Foley’s photographic series entitled HHH (Hedonistic Honky Haters) subverts our (mis)conceptions about race and racial hatred. The HHH series, a group we are told that was formed in 1965 as a reaction to the Ku Klux Klan, are comprised of black males wearing the typical hooded robes of the KKK but in bright, colorful, ethnic fabric (redolent of the Dutch fabric used by Yinka Shonibare in his work). Foley, in response to the suggestion that the group is visually depicted as objects for anthropological study, in much the same way that the Indigenous “primitives” were in images by British colonizers in 19th and 20th century North America, counters that these works are not meant as a rebuttal to colonial images but rather are just a playful, subversive response to the KKK. By choosing the KKK as the source of her work, Foley desacralizes the group and reduces them to a subject of derision and scorn.

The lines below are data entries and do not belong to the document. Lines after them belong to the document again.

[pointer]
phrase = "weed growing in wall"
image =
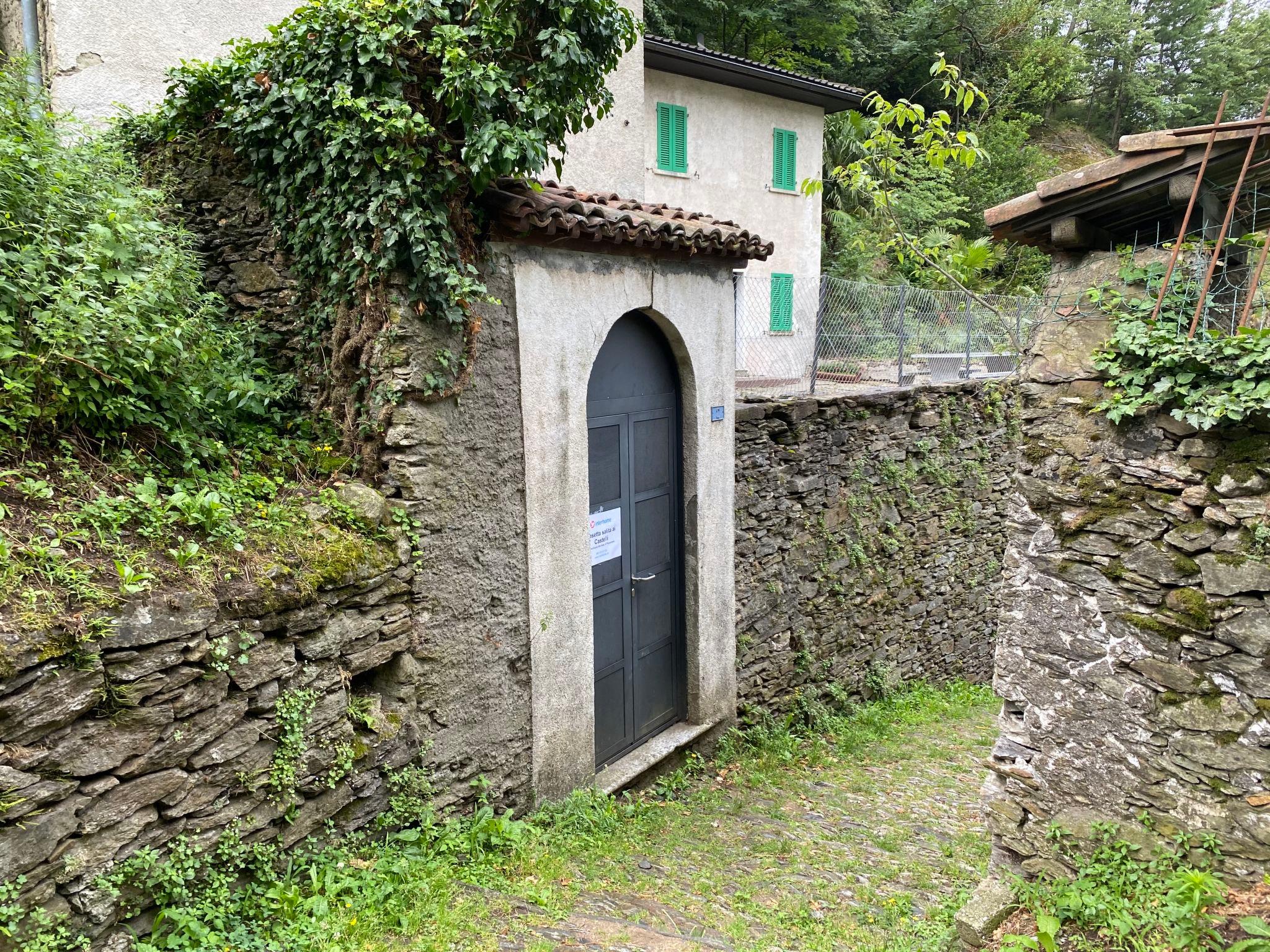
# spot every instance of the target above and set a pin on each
(409, 880)
(1124, 896)
(1206, 380)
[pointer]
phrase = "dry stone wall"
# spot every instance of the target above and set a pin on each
(178, 718)
(168, 724)
(1135, 627)
(869, 540)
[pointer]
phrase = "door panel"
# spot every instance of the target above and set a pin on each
(652, 534)
(634, 454)
(652, 455)
(654, 689)
(613, 728)
(610, 630)
(603, 457)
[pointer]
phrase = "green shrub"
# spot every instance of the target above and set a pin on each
(370, 128)
(104, 325)
(1207, 380)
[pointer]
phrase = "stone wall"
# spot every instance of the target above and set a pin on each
(869, 539)
(1135, 627)
(158, 728)
(168, 725)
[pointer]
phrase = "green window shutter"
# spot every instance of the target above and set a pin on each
(784, 159)
(781, 319)
(672, 138)
(681, 139)
(665, 134)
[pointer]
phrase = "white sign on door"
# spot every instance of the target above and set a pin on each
(606, 536)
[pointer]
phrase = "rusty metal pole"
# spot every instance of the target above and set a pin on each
(1191, 207)
(1256, 280)
(1230, 215)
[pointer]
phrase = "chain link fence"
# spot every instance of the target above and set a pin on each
(841, 337)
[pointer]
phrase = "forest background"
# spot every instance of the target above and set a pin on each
(1065, 81)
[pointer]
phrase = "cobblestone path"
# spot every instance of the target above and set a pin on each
(870, 852)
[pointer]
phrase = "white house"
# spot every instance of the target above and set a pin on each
(690, 127)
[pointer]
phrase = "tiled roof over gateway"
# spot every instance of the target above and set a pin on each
(562, 213)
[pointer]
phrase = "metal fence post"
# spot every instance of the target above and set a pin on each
(904, 295)
(968, 327)
(819, 320)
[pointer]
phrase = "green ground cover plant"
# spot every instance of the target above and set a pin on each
(1126, 896)
(1212, 379)
(433, 880)
(144, 439)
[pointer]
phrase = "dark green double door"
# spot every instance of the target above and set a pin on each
(634, 455)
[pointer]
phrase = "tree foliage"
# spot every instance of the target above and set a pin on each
(1104, 66)
(104, 325)
(370, 127)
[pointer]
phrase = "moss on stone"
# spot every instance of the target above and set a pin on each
(1185, 565)
(1196, 606)
(1153, 625)
(1114, 570)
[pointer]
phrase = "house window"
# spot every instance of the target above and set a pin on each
(783, 304)
(672, 138)
(784, 159)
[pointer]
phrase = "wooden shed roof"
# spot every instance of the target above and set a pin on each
(1143, 188)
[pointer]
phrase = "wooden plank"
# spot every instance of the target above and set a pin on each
(1075, 231)
(1014, 208)
(1116, 167)
(1168, 139)
(1030, 213)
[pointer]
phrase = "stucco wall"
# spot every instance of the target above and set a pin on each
(117, 51)
(610, 155)
(729, 177)
(567, 301)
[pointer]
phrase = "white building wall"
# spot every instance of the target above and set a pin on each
(610, 155)
(730, 177)
(117, 51)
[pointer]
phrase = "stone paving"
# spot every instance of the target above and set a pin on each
(870, 852)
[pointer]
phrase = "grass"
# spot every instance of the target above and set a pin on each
(848, 828)
(84, 526)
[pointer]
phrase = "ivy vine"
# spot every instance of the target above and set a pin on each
(368, 127)
(1206, 380)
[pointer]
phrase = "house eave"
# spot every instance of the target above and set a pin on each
(727, 70)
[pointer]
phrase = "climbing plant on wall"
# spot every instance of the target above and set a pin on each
(1206, 380)
(368, 127)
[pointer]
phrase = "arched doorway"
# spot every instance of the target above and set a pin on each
(637, 537)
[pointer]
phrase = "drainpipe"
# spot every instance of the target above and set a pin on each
(31, 41)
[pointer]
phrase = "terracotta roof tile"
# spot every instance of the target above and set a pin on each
(567, 213)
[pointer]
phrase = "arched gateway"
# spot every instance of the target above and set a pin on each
(637, 537)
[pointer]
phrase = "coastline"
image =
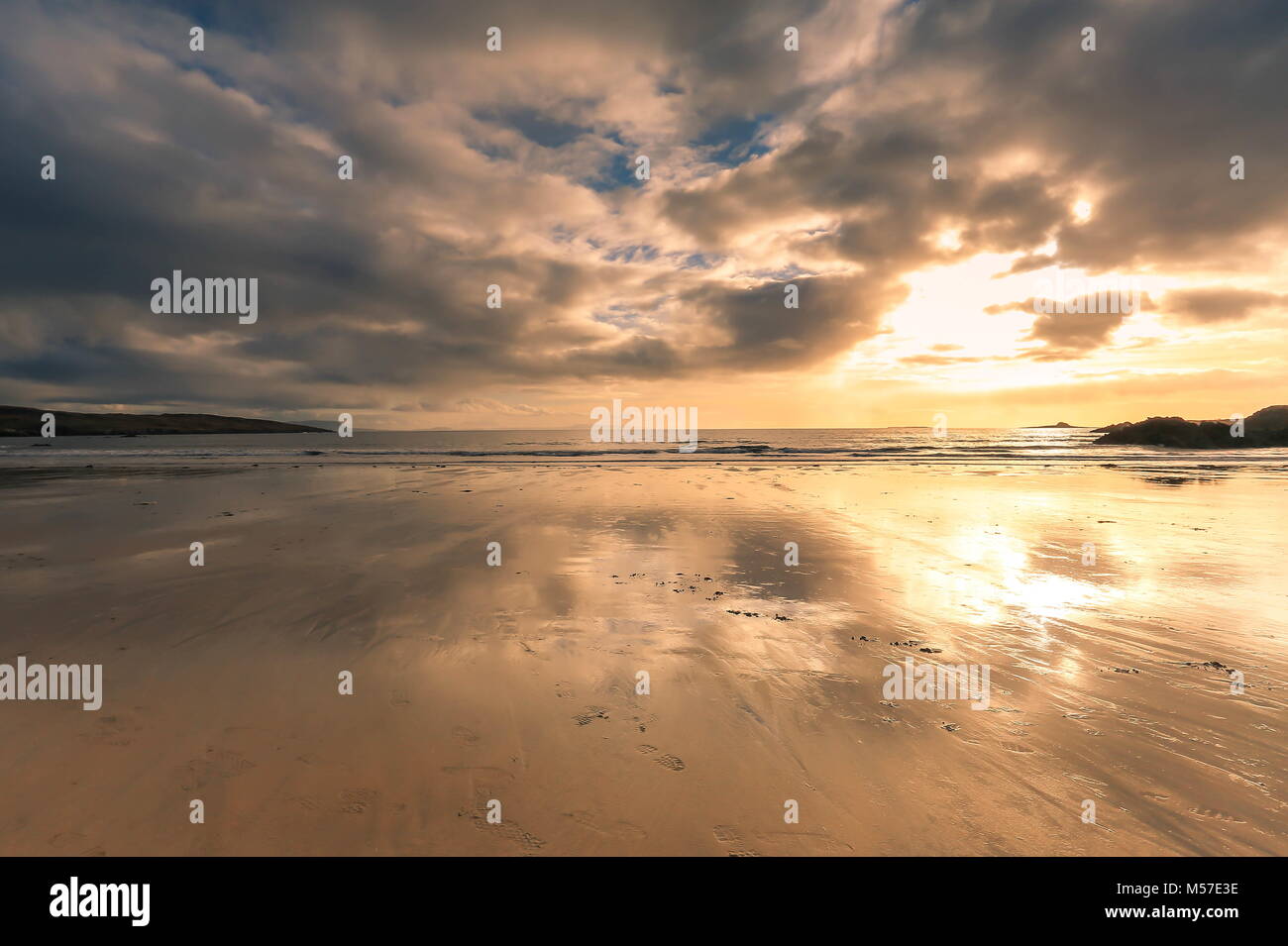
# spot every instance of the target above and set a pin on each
(516, 683)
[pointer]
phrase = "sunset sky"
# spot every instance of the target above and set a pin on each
(515, 167)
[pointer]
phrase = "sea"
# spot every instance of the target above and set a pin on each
(996, 448)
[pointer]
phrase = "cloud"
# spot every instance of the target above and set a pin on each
(1210, 304)
(516, 168)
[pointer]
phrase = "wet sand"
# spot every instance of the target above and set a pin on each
(518, 683)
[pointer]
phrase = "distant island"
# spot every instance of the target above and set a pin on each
(1266, 428)
(25, 421)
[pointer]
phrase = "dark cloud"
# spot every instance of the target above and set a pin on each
(515, 168)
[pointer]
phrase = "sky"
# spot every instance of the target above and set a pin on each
(1064, 168)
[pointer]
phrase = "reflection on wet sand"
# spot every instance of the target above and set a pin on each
(1100, 602)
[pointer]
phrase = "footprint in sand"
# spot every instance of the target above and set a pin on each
(726, 834)
(1209, 815)
(621, 830)
(511, 832)
(666, 760)
(590, 716)
(357, 800)
(218, 764)
(1016, 747)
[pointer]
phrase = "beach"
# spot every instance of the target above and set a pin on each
(519, 683)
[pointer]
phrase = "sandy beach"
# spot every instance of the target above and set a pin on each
(518, 683)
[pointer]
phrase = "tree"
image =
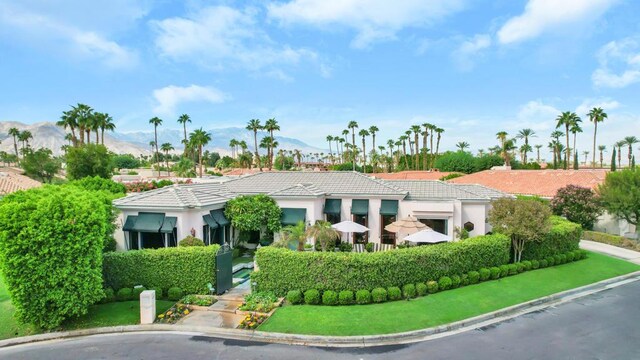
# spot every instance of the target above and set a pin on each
(323, 233)
(40, 164)
(578, 204)
(596, 115)
(88, 160)
(523, 221)
(51, 242)
(620, 195)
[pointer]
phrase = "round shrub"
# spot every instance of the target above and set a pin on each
(379, 295)
(175, 293)
(495, 272)
(294, 297)
(394, 293)
(345, 297)
(363, 297)
(312, 297)
(474, 277)
(485, 274)
(409, 291)
(421, 289)
(330, 297)
(444, 283)
(124, 294)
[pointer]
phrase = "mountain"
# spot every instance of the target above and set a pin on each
(46, 134)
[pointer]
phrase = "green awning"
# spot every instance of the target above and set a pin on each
(218, 216)
(360, 206)
(332, 206)
(389, 207)
(291, 216)
(209, 221)
(168, 224)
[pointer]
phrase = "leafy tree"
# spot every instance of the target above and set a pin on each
(89, 160)
(620, 195)
(523, 221)
(253, 213)
(40, 164)
(51, 242)
(577, 204)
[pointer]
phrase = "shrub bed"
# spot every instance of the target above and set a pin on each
(189, 268)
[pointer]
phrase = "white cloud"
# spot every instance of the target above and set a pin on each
(542, 16)
(169, 97)
(619, 64)
(373, 20)
(217, 37)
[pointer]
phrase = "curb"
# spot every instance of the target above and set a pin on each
(347, 341)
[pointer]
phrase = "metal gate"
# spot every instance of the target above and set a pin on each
(224, 269)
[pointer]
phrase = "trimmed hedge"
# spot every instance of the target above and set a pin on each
(189, 268)
(282, 270)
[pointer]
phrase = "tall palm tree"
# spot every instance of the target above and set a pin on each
(166, 147)
(596, 115)
(199, 138)
(254, 125)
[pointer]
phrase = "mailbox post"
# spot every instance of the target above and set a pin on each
(147, 307)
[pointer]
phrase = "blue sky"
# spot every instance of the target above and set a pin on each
(471, 67)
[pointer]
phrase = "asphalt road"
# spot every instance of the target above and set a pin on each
(601, 326)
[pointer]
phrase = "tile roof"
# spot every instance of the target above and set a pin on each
(543, 183)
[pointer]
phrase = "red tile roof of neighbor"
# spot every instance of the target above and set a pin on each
(543, 183)
(411, 175)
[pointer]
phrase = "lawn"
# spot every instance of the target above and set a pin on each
(447, 306)
(111, 314)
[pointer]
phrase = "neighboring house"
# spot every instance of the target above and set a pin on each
(162, 217)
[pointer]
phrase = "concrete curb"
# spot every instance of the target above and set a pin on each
(348, 341)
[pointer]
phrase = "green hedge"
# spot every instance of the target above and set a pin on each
(563, 237)
(282, 270)
(189, 268)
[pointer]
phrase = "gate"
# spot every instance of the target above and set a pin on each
(224, 269)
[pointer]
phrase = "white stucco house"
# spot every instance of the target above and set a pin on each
(162, 217)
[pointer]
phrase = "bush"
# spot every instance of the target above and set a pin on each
(444, 283)
(124, 294)
(330, 298)
(432, 287)
(191, 241)
(394, 293)
(409, 291)
(175, 293)
(485, 274)
(363, 297)
(312, 297)
(379, 295)
(282, 270)
(474, 277)
(421, 289)
(495, 272)
(294, 297)
(345, 297)
(189, 268)
(51, 242)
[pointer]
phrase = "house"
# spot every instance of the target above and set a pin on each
(162, 217)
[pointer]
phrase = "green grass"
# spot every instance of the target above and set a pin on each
(447, 306)
(111, 314)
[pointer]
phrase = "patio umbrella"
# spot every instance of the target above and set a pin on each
(427, 235)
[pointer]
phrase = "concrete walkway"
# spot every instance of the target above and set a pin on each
(625, 254)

Foley, a member of the Badtjala tribe of Fraser Island, has through her work, directed attention to the history of the indigenous people of Australia. Her work, which unconsciously brings notice to the land disputes/claims of the Aborigines, is, for Foley, an attempt to re-write or revise history (a history, which is still being written, with the right to vote for Aboriginal people being granted only in 1967). History, as taught in schools, was and is for the most part, written by colonizers and as a result the history of the indigenous people has been written out. The same is true in the Eurocentric art history pedagogy of Australian art schools, such as the Sydney College of Art where Foley studied. This exclusion, of the indigenous history and culture, is a motivating force in her work. Having grown up with the White Cube gallery and conventional museum, she sees the onus as on the curator, rather than the artist or institution, in exposing the colonial underpinnings of art history. She cites the 2004-2005 exhibition Only Skin Deep as an example of the way in which curators can call attention to such concerns (the exhibit was based upon themes of race, exclusion, and national identity). Foley, who worked as a curator in the early 1990s, made the conscious decision at that time to concentrate on her work as a contemporary artist rather that follow the curatorial route.
Foley, who categorizes herself as a contemporary political artist with a bad girl reputation, utilizes the language of the Badjatala tribe and the environs of Fraser Island as references in her work. The relationship between land and identity is a strong force in her work, evident in works such as the Signpost series (2006) and Samsara I (2003).
Provocative though she may be, Foley succeeds in highlighting issues of memory, history, and race politics: issues that artists such as Fred Wilson, a major source of inspiration for her, address in their own work. The exhibition ran at the October Gallery until 2 December 2006.